Part of their preparation planning, dubbed “Operation Yellowhammer” has identified 12 areas of risk the UK faces, including; shortage of medicine, disruption to transport and a breakdown of the peace process in Northern Ireland.
Following on from our recent story which showed that 72% of Britons think a No Deal Brexit can still realistically happen, YouGov polling reveals what is most concerning about the prospect.
Half of Britons say they are most worried about shortages of medicine, with 39% highlighting it as their primary concern.
Remain voters are most likely to be concerned, with half (53%) ranking shortage of medicine as their biggest worry ahead of Brexit. Just shy of a third (31%) of Leave voters also say medical shortages are the most concerning factor.
However, a third (32%) of Leave voters also say they are not worried by any of the 12 areas of risk.

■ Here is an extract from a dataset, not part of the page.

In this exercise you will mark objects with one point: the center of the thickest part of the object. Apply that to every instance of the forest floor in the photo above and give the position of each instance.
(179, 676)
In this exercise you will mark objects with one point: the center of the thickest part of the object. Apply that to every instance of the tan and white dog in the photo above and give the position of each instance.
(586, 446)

A third (32%) of UK adults also said they are most concerned about increasing food prices and a quarter (26%) said they are most concerned about the availability of food supplies in shops also running low.

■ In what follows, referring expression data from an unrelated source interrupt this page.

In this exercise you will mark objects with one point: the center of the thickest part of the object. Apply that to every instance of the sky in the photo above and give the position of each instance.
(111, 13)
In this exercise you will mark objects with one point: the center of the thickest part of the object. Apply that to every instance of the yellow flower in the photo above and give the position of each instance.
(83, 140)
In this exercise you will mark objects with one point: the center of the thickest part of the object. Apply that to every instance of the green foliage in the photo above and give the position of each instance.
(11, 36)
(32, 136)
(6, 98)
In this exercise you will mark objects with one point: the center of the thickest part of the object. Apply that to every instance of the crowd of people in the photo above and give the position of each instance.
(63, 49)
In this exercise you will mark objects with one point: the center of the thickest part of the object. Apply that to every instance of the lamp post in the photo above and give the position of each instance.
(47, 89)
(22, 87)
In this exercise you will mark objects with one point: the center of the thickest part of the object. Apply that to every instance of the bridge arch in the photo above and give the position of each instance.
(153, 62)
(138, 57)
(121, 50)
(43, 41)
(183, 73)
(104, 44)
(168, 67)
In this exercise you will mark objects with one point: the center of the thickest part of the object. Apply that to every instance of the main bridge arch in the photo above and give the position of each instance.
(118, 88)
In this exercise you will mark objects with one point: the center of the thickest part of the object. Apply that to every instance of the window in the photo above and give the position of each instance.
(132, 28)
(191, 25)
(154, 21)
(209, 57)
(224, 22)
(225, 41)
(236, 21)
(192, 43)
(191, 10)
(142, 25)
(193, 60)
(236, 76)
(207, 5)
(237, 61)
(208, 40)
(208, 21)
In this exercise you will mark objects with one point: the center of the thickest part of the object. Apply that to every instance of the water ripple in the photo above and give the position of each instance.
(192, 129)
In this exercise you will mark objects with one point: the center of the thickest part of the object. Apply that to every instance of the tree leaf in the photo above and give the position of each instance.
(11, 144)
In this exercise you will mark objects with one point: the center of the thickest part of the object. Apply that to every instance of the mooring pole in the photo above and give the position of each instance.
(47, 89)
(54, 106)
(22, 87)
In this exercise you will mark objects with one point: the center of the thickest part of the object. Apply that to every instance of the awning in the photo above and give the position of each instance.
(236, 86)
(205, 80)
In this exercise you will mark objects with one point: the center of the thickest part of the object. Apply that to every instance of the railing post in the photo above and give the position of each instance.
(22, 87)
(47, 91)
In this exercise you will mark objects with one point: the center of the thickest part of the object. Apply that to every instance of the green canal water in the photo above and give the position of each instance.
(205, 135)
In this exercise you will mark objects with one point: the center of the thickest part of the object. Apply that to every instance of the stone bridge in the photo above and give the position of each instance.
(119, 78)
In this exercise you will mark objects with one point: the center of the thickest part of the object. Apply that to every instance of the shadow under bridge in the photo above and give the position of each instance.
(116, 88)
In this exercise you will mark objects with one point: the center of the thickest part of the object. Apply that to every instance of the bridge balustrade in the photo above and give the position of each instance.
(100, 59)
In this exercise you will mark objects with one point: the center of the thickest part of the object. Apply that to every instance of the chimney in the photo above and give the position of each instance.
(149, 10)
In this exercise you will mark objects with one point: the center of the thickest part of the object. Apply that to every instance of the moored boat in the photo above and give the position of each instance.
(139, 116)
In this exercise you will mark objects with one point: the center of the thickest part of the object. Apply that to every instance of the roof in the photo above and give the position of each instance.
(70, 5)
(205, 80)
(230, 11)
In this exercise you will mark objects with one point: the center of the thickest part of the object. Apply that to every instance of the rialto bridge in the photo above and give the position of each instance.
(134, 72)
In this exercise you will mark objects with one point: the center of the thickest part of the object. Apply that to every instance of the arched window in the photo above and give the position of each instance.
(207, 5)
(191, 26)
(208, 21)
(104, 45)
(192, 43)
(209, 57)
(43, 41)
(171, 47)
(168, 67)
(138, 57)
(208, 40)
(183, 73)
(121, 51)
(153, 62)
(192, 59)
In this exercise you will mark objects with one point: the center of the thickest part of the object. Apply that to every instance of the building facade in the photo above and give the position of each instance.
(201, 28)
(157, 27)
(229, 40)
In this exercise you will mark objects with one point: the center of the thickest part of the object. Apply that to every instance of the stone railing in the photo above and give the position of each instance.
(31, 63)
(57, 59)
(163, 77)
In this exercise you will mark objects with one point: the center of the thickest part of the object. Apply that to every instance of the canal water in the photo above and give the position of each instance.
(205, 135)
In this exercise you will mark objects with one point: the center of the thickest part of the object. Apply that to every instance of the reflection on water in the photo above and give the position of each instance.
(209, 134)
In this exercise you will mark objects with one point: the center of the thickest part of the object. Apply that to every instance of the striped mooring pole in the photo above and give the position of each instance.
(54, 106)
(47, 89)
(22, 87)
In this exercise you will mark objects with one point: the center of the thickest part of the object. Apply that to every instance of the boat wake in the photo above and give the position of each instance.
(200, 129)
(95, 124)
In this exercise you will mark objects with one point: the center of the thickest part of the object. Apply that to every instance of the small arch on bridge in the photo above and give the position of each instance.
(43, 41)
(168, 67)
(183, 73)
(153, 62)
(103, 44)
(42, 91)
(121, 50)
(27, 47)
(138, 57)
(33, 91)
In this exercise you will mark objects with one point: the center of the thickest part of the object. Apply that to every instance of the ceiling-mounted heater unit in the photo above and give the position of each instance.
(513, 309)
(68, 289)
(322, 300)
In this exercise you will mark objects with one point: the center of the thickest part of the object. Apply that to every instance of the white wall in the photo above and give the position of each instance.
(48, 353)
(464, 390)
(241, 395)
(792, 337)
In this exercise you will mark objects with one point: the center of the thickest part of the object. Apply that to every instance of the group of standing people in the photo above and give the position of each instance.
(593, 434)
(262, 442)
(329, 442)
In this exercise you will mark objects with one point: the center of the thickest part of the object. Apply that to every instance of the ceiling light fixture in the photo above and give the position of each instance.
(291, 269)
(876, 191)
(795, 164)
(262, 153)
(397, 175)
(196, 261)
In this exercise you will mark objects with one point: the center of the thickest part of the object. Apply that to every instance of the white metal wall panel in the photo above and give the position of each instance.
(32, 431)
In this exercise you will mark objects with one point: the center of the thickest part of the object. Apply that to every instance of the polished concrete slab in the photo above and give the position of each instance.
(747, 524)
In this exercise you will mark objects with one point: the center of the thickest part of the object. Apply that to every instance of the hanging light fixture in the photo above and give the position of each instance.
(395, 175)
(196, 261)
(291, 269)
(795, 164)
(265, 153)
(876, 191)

However, when it comes to the most likely impacts of a No Deal Brexit, 64% Britons think food price hikes and delays to shipping are the mostly likely consequences.

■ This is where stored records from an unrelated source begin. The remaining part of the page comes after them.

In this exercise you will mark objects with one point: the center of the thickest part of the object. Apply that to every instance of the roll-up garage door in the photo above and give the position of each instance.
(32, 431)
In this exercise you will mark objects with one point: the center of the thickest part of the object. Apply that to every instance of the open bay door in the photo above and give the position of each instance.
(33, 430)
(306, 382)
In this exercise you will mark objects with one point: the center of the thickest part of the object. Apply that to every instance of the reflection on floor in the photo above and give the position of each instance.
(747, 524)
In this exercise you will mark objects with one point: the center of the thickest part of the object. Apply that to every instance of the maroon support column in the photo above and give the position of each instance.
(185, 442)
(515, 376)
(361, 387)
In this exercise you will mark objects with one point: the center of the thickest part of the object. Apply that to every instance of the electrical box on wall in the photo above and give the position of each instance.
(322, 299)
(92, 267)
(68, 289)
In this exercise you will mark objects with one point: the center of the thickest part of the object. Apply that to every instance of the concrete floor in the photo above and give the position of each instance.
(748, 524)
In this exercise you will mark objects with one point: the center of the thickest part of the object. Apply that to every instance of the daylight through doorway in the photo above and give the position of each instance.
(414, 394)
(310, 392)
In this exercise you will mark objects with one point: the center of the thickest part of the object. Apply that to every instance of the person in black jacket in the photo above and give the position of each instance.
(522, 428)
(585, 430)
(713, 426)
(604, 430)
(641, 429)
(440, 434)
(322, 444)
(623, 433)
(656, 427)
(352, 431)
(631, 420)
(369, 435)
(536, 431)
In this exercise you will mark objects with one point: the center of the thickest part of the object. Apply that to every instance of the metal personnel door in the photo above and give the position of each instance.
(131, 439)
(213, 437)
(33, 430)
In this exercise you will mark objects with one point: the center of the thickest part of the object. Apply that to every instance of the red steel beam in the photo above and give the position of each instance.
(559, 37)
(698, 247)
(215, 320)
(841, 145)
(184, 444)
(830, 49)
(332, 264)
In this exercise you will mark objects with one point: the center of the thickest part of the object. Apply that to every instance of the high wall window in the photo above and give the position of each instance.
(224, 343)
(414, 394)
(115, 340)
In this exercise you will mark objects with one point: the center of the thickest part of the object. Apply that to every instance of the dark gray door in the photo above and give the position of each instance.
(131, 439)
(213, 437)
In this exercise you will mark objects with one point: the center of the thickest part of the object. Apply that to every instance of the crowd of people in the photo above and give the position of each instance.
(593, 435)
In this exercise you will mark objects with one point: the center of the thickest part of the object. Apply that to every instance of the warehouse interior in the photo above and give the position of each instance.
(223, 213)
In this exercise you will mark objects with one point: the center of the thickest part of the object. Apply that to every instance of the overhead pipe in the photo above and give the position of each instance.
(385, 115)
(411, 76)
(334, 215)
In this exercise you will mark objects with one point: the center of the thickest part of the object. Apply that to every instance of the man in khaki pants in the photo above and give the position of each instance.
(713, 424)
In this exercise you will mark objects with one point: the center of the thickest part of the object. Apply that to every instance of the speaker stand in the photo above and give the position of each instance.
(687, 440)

Britons also believe shortage of medicine is not only a concern, but likely, with 41% saying they think shortages are probable without an exit deal.
Public opinion is split on Northern Ireland, 35% of Britons think the peace process would probably break down under a No Deal exit, 30% doubt there will be an impact, and 36% remain unsure as to the outcome.
One-in-four adults (24%) also think that civil unrest could break out if the UK crashes out of the EU without a deal, with 50% thinking the streets will stay calm. However, almost half (45%) of those aged between 18 and 24 say civil unrest or rioting is likely if Prime Minister Boris Johnson fails to secure a new deal in time.